Directors. The board of directors has the power to fill board vacancies, whether occurring by reason of an increase in the number of directors or by resignation, death, removal or otherwise, although the shareholders may fill vacancies at a special meeting called for that purpose before the board takes action. Our bylaws provide that, in general, any shareholder desiring to make a nomination for the election of directors must submit written notice not less than 45 days or more than 90 days in advance of the meeting. The shareholders, by the affirmative vote of the holders of a majority of the outstanding shares of stock entitled to vote at an annual or special meeting of shareholders or by written consent of holders of a majority of shares outstanding, have the power to remove any and all directors at any time, with or without cause.
Actions by Shareholders. Our bylaws provide that special meetings of the shareholders may be called only by a majority of the board of directors, the President, Chairman, or Chief Executive Officer, or the President or Secretary at the written request of the holders of at least one-fifth of all shares entitled to vote. The bylaws provide that notice of shareholder proposals for new business to be considered at an annual meeting must be submitted, in general, not less than 30 or more than 90 days before the meeting.

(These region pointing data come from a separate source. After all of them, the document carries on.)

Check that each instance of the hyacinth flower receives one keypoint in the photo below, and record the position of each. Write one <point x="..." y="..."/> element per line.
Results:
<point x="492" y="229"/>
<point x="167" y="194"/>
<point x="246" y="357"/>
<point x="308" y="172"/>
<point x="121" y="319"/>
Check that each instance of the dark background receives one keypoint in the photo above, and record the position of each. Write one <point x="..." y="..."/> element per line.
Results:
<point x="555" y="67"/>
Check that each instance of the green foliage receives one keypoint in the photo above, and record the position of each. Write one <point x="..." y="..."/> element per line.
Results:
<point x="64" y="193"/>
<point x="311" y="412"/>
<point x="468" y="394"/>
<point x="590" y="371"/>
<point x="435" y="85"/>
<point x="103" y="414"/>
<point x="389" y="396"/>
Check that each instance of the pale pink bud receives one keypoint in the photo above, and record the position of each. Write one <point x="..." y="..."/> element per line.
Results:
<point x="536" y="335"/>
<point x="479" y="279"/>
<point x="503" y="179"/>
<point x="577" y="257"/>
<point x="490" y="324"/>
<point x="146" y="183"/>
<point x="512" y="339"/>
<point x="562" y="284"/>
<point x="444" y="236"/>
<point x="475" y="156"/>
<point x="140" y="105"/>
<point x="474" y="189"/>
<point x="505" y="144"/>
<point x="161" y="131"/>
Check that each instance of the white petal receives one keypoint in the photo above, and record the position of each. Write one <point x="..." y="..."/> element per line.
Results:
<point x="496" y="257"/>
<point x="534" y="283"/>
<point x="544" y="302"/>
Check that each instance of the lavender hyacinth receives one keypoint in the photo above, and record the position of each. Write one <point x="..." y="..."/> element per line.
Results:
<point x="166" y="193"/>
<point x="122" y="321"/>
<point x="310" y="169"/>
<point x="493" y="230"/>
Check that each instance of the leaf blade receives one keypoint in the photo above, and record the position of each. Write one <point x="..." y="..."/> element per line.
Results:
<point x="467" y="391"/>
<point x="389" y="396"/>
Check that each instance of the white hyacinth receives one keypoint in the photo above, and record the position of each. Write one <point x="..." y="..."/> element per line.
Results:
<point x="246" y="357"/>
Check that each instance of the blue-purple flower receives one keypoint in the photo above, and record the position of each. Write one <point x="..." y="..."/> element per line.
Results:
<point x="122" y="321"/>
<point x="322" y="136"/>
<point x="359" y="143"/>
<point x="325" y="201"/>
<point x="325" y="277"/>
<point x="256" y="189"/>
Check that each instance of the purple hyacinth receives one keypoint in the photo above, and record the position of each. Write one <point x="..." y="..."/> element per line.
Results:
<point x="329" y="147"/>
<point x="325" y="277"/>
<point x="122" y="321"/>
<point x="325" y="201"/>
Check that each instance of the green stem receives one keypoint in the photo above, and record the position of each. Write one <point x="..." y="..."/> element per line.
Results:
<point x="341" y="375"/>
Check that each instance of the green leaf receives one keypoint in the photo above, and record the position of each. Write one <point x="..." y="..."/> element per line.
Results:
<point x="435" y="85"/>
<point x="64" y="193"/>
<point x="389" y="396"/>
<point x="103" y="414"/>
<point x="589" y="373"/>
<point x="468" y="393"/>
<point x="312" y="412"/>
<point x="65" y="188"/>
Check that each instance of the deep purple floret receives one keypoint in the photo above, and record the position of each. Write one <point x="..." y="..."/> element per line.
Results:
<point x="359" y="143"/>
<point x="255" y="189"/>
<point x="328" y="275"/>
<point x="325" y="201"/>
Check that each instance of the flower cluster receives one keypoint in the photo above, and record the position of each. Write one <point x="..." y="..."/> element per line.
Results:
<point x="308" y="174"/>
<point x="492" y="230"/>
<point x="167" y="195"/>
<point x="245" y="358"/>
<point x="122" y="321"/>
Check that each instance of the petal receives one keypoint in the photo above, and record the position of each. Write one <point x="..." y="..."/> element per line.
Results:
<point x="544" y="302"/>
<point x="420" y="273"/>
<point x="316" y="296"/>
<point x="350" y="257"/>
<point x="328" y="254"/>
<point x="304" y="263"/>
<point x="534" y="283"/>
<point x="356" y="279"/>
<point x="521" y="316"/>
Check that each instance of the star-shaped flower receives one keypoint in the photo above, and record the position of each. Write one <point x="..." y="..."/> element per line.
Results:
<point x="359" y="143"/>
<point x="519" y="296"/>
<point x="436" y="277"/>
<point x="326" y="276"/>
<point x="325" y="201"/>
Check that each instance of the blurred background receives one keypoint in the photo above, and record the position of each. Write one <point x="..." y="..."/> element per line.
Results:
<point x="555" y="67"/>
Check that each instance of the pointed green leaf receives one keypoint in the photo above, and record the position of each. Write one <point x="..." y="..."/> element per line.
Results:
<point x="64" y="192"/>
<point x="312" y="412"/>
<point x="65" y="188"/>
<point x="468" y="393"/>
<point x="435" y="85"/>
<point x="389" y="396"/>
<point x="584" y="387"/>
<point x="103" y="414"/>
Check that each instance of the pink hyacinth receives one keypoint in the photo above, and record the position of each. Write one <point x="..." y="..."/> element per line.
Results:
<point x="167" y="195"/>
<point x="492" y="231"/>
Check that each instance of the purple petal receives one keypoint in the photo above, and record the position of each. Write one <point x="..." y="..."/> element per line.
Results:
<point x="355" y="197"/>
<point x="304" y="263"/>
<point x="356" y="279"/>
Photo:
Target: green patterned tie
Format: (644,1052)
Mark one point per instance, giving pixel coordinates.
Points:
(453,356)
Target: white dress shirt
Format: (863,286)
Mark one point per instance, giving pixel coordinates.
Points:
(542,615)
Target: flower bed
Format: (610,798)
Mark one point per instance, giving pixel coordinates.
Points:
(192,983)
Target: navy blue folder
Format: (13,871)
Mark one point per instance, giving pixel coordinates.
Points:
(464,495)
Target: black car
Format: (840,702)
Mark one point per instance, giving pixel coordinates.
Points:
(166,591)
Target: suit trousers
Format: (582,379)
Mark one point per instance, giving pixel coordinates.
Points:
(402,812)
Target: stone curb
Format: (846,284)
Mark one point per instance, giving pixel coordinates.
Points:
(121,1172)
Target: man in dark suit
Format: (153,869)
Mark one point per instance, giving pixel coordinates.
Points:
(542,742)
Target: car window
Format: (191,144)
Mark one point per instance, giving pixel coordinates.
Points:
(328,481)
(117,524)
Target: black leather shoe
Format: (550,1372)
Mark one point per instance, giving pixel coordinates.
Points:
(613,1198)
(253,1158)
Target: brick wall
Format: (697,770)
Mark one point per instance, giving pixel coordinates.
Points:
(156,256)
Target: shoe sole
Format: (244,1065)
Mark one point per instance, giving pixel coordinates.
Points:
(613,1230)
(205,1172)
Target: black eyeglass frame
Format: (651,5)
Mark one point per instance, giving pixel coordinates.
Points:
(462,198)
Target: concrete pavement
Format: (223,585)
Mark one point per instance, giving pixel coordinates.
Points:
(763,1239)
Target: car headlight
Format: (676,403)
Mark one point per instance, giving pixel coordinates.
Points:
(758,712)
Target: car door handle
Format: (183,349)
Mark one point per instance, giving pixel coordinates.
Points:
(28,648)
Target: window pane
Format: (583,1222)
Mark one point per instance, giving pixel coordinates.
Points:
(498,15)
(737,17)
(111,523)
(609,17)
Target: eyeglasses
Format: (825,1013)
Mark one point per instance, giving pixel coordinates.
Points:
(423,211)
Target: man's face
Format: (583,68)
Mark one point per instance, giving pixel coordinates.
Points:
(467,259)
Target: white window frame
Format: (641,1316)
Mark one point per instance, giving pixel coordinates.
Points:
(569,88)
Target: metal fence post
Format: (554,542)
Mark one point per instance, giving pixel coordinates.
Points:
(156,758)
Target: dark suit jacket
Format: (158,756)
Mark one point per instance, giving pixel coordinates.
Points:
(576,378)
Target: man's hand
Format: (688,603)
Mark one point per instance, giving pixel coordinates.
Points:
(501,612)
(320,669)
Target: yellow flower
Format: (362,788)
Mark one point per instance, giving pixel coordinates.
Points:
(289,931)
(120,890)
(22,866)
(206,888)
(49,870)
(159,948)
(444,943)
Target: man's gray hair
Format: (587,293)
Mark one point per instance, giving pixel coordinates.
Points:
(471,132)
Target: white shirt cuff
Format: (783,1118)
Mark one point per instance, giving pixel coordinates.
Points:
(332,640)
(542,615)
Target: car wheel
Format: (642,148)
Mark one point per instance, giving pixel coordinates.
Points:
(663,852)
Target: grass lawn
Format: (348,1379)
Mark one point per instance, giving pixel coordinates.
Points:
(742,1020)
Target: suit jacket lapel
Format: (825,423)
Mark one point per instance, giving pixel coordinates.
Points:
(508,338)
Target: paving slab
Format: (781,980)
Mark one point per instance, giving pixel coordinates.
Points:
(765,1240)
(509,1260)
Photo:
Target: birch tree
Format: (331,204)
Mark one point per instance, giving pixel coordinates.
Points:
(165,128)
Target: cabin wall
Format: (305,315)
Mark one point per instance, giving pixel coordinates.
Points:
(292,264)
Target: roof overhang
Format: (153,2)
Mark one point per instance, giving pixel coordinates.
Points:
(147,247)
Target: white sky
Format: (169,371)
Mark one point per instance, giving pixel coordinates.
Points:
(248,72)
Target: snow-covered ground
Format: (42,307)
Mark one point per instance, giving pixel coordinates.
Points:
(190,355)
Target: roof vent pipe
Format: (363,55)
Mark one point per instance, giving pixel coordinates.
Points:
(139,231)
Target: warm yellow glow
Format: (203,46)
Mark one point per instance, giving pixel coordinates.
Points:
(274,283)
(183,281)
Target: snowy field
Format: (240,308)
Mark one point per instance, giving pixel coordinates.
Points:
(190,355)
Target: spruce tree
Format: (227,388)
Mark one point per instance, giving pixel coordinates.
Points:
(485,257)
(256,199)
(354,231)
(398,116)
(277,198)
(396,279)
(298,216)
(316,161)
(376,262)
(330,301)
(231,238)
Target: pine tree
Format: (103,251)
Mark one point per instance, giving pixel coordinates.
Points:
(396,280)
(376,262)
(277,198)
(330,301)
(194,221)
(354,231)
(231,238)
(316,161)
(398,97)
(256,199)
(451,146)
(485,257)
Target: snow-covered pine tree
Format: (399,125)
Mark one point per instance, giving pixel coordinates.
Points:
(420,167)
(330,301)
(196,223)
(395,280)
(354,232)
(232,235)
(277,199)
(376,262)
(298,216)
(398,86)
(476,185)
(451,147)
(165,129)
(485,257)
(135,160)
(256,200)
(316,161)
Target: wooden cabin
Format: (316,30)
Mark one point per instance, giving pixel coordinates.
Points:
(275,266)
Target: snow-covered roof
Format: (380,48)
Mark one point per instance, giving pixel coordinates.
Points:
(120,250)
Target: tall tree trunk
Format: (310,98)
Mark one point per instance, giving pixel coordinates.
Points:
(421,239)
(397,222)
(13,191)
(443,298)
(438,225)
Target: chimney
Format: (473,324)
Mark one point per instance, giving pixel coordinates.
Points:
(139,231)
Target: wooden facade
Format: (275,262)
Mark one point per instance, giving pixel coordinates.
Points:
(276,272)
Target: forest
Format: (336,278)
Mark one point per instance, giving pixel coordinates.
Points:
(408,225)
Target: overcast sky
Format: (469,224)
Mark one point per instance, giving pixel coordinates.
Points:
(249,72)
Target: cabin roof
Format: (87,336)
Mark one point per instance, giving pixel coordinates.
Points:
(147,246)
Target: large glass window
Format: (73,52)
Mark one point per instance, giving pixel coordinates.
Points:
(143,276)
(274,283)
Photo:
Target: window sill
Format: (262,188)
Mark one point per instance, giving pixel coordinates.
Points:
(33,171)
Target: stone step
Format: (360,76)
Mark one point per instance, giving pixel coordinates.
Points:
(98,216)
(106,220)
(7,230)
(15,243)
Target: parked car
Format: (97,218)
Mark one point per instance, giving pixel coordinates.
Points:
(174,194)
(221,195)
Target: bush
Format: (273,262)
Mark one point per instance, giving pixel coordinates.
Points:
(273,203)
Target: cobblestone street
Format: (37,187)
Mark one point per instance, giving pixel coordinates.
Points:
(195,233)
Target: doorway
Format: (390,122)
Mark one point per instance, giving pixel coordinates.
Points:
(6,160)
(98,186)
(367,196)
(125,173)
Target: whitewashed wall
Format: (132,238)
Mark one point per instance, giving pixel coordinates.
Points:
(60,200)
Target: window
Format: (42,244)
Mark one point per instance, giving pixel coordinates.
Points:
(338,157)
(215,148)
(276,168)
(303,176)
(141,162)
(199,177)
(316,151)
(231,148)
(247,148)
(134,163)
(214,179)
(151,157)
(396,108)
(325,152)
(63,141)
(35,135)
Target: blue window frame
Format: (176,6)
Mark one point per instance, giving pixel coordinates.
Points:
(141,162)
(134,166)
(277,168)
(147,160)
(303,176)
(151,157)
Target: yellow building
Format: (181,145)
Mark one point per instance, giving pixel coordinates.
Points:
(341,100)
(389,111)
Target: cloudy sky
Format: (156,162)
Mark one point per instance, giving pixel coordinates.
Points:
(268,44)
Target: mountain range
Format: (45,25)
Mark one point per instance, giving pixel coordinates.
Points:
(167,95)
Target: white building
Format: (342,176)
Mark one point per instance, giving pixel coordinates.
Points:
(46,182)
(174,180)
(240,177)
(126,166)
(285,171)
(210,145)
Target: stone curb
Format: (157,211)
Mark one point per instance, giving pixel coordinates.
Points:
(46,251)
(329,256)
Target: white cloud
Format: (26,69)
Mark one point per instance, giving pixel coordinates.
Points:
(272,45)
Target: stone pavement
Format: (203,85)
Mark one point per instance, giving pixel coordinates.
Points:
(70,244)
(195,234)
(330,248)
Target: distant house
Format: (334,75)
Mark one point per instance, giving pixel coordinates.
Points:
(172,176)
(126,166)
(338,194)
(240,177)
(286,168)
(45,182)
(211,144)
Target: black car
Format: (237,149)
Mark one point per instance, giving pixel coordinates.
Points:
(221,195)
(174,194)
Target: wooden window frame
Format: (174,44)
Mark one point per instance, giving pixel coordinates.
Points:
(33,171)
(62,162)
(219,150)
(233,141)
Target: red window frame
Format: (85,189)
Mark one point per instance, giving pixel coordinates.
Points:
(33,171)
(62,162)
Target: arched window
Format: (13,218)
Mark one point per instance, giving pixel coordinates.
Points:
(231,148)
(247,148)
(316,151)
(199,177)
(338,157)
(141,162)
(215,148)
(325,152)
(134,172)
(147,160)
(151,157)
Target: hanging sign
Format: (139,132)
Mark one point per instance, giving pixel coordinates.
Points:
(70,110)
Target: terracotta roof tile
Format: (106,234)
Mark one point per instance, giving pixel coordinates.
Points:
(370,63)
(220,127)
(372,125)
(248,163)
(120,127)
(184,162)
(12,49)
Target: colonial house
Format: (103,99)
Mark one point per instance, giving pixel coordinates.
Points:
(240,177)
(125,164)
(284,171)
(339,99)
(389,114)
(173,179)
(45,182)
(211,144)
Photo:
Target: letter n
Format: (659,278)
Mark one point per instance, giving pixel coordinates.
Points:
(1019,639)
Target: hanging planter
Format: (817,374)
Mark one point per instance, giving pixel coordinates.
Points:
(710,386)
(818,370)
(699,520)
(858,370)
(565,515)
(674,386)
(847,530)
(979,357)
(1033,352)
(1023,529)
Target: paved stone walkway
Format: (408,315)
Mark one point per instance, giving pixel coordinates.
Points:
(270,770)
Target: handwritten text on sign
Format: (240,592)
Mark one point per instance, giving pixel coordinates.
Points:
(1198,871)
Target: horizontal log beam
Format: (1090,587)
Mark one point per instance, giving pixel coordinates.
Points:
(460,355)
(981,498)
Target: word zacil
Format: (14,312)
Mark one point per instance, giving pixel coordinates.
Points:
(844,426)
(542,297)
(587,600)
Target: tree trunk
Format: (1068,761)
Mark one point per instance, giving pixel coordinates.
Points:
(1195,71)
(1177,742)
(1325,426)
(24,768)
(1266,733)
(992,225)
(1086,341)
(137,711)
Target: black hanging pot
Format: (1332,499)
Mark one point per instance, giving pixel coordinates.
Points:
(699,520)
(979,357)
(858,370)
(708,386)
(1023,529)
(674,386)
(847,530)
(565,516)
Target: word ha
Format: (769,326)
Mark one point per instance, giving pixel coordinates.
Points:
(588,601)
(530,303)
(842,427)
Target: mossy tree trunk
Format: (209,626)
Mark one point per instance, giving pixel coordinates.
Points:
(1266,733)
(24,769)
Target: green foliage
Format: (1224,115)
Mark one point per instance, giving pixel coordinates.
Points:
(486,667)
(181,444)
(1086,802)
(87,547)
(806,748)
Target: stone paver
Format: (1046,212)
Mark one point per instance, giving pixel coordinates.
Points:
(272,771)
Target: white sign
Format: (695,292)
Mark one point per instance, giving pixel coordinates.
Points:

Under the Louisiana Business Corporation Act, any amendment of our restated articles of incorporation and any merger or other business combination that requires shareholder approval or statutory share exchange to which we are a party requires the approval of a majority of the shares entitled to be cast at the meeting of shareholders. In addition, the Louisiana Business Corporation Act also provides that if any class or series of shares is entitled to vote as a separate group on a plan of merger or share exchange, the approval of a majority of such separate voting group is required.
The board of directors may amend the bylaws of First Guaranty Bancshares without shareholder approval.
Indemnification. Our restated articles of incorporation and bylaws provide generally that we will indemnify and hold harmless, to the fullest extent permitted by Louisiana law, our directors and officers, as well as other persons who have served as directors, officers, fiduciaries or in other representative capacities, serving at our request in connection with any actual or threatened action, proceeding or investigation, subject to limited exceptions. To the extent that indemnification for liabilities arising under the Securities Act of 1933 (the “Securities Act”) may be permitted to our directors, officers and controlling persons, we have been advised that, in the opinion of the Securities and Exchange Commission, this indemnification is against public policy as expressed in the Securities Act and is, therefore, unenforceable. Finally, our ability to provide indemnification to our directors and officers is limited by federal banking laws and regulations.
Limitation of liability. Our restated articles of incorporation limit the personal liability of our directors in actions brought on our behalf or on behalf of our shareholders for monetary damages as a result of a director’s acts or omissions while acting in a capacity as a director, with certain exceptions. Our restated articles of incorporation do not eliminate or limit our right or the right of our shareholders to seek injunctive or other equitable relief not involving monetary damages.